It’s hard to say exactly what Bacurau is—an anti-imperialist sci-fi western? An adrenaline-fueled portrait of resistance? An entertaining critique of power, money, and the rise of right-wing populism, blending social realism with the unapologetic camp of early John Carpenter (think Dark Star [1974])? A water shortage, a futuristic “WANTED” poster, and a village funeral open Bacurau. From there, things only get stranger—inexplicable bullet holes in a truck transporting fresh water; cell phone signals jammed; a drone veiled as a flying saucer; a gruesome murder on a nearby ranch; and a band of American mercenaries attempting to kill the village population for sport. Bacurau straddles so many sub-genres, continental politics, and cinematic histories, and yet it never feels nostalgic—if anything, its prescient near-future setting has a certain timelessness about it.

Anthony Hawley (Brooklyn Rail): I was wondering if you could talk a little about genre cinema and the political power it holds.

Kleber Mendonça Filho: The first thing to make clear to you as an American cinephile is that we grew up in a landscape of having access to everything that you had access to, particularly American films, British films, Australian films. But the Brazilian cinematic language was very far away from genre because Brazilian cinema, for some reason, was built on realism. And because of the dictatorship, there was a political interpretation of genre films that meant you were being Americanized. Science fiction, horror—this was all gringo stuff. Of course, this is shortsighted and stupid, like every kind of prejudice, but that's how we grew up. I grew up watching all kinds of films from American cinema—Landis, Dante, Spielberg, new Romero, and De Palma—but while being Brazilian, having my own take on Brazilian society.
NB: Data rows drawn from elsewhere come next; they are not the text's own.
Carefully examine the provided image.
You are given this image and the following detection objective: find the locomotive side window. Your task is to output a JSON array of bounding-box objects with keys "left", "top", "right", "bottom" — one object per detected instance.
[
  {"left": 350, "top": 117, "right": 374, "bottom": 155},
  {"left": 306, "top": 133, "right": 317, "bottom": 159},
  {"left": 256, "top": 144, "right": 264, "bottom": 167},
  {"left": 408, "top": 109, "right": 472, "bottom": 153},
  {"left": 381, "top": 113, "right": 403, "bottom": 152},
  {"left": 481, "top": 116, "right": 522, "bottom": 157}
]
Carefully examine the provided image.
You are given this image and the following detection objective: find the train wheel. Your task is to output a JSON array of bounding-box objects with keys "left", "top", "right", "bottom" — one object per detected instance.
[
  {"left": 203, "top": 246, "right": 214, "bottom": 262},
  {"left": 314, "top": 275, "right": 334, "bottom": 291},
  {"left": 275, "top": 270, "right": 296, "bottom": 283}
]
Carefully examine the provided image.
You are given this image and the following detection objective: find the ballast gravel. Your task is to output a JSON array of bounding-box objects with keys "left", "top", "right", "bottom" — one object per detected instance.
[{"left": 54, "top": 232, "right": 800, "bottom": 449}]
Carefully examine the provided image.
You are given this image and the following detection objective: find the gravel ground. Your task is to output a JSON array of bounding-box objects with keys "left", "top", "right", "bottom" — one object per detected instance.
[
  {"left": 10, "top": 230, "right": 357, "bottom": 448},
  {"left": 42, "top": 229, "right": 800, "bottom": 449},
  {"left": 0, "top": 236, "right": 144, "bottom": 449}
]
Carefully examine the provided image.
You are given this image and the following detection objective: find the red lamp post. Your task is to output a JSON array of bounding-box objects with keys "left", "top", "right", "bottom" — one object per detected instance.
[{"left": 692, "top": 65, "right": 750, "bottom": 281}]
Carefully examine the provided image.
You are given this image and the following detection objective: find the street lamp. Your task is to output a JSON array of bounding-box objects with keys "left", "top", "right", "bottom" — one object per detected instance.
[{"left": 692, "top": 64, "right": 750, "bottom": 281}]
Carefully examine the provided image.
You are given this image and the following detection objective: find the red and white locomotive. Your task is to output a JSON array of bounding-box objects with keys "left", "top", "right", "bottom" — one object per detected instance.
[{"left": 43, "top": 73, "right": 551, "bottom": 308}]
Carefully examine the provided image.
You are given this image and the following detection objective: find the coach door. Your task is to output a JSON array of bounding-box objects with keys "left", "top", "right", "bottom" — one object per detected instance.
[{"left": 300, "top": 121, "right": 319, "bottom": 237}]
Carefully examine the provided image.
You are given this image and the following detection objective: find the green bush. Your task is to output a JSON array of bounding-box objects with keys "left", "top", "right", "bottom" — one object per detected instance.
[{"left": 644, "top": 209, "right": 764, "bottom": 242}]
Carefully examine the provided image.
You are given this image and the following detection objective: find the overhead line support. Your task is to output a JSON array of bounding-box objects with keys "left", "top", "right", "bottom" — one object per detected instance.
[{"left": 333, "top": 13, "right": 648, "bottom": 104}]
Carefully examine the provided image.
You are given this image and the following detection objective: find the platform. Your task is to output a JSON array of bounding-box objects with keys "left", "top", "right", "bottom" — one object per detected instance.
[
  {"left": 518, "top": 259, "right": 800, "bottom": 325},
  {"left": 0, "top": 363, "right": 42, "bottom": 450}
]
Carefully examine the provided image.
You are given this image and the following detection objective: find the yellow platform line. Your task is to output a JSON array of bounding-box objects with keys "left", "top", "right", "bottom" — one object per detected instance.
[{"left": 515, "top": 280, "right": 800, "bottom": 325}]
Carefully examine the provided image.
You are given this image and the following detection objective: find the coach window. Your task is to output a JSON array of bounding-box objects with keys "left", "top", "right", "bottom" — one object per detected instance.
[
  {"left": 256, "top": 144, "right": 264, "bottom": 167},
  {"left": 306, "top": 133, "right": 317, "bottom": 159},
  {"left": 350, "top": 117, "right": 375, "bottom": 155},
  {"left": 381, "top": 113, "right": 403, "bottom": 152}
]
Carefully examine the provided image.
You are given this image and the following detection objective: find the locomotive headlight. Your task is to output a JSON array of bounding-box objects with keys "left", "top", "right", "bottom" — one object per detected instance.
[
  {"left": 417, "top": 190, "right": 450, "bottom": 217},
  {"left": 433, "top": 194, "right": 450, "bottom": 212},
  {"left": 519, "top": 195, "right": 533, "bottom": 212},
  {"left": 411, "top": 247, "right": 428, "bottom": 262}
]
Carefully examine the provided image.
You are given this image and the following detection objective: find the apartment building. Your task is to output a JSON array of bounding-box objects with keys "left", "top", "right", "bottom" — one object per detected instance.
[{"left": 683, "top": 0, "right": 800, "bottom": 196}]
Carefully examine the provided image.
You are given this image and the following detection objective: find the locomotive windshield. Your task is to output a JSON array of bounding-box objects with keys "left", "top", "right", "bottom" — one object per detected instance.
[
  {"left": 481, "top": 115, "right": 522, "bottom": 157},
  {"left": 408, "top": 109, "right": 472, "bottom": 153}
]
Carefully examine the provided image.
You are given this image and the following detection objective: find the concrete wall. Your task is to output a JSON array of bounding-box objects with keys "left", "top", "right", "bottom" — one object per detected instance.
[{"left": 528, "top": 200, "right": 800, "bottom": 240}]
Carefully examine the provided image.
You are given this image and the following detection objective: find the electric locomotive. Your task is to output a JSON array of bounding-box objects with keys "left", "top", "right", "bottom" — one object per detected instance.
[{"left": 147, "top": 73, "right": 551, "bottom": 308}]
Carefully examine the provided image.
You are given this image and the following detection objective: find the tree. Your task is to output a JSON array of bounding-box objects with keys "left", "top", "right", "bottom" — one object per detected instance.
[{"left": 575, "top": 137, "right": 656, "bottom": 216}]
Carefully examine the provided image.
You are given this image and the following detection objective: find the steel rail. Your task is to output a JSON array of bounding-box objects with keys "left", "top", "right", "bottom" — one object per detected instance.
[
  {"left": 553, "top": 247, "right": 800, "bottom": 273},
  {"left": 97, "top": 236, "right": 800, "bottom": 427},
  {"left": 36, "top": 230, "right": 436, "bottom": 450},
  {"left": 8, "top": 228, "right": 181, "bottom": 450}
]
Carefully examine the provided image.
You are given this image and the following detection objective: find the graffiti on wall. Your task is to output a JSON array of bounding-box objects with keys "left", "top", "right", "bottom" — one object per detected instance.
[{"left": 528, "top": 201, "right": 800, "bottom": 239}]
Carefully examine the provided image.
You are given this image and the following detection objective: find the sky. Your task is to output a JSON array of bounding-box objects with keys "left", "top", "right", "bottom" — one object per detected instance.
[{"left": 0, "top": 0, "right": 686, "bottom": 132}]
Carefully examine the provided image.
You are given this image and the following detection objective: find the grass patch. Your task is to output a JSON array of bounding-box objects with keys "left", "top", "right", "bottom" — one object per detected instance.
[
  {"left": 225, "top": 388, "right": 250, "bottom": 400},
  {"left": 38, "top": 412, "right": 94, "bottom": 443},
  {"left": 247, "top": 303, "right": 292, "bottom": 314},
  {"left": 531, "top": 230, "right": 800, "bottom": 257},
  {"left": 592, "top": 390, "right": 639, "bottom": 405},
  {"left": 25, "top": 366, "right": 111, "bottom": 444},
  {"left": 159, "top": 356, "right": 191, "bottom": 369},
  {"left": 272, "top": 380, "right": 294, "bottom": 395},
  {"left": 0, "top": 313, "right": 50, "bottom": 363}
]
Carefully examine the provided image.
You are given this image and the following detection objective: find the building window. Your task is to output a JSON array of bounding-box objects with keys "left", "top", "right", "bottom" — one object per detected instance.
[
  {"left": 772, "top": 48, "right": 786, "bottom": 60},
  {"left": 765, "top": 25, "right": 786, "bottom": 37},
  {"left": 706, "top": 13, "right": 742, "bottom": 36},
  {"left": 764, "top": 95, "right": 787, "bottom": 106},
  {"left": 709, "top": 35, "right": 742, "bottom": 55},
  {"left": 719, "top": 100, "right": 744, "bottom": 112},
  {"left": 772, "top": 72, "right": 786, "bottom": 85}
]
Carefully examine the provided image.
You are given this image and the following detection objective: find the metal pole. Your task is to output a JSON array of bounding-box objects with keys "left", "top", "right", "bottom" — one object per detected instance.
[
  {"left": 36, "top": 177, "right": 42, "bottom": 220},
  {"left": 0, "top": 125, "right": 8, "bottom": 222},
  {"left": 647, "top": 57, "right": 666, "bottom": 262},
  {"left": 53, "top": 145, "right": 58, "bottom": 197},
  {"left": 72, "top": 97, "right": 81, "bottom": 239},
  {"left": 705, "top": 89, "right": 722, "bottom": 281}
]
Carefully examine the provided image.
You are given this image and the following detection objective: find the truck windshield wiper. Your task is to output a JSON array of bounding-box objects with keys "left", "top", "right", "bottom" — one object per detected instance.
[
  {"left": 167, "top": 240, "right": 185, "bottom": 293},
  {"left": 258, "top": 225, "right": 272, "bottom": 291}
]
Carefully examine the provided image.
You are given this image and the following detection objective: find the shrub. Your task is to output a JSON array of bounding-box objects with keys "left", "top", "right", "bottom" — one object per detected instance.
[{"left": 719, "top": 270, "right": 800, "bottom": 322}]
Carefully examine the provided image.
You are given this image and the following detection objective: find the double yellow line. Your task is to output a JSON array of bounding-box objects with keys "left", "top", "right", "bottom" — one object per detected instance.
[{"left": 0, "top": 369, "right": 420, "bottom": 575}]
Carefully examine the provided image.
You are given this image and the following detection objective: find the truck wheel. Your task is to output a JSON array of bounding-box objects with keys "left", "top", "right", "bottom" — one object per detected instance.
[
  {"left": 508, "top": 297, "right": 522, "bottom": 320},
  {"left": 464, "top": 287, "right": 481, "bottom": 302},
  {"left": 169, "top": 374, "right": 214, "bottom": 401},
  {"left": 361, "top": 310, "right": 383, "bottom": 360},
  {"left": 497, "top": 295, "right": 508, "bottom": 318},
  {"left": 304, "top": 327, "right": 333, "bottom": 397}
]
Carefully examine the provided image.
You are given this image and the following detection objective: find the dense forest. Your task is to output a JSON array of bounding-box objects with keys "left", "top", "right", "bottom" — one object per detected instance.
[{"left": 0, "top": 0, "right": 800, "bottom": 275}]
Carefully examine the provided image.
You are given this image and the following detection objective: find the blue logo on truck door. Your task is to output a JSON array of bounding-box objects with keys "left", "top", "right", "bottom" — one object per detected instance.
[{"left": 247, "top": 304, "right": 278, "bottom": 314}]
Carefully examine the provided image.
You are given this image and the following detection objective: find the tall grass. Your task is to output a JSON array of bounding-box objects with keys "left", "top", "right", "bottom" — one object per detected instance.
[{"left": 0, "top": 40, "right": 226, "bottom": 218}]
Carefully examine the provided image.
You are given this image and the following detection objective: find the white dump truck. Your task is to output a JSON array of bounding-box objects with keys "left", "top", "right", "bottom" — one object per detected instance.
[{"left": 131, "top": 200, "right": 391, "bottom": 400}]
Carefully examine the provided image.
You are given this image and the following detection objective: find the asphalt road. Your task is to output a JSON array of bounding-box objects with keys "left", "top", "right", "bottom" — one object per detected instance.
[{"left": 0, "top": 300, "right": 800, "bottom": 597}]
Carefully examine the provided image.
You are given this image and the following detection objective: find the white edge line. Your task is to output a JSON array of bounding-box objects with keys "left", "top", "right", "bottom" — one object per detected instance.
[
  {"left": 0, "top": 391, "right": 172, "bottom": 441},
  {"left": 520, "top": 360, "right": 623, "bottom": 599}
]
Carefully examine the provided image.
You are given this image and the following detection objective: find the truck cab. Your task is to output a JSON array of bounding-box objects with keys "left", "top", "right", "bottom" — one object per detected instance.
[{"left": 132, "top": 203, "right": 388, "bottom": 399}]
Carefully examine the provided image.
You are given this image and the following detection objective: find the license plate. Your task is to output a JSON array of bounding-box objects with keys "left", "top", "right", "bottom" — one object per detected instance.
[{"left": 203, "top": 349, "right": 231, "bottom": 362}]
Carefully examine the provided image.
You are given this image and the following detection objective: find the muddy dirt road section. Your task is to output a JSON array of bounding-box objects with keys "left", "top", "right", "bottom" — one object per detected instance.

At the same time, when I thought about making films, I thought about making the kinds of films I wasn’t seeing coming from Brazil. I thought that I could make some new kind of Brazilian film, which would still be Brazilian but that would feed on these other films. It took a while because my early short films were already a strange mix of genres.

I remember when the digital age came, I did The Little Cotton Girl (2002) with a good friend, another co-direction. It was very well received, but a lot of the older critics dismissed it as trash because it was a ghost story. And then I did a much more successful short film, Green Vinyl (2004), which is adapted from a Russian fable, and it went to the Cannes Directors’ Fortnight. It’s heavily inspired by Chris Marker’s La Jetée (1962). And even that one, which goes much deeper, was dismissed, especially by older critics. But then I began to see that younger critics and younger cinephiles went crazy for it. The following short film [Eletrodoméstica (2005)] I did was completely realistic—it's almost like a social realism 101. The more traditional critics came to me and said, finally you made a real film. But this film is just as important to me as the others, so I’m just telling you this (which I don’t think I’ve talked about at all until now) to understand our relationship to film. Juliano is ten years younger but he fed on the same films from VHS and DVD.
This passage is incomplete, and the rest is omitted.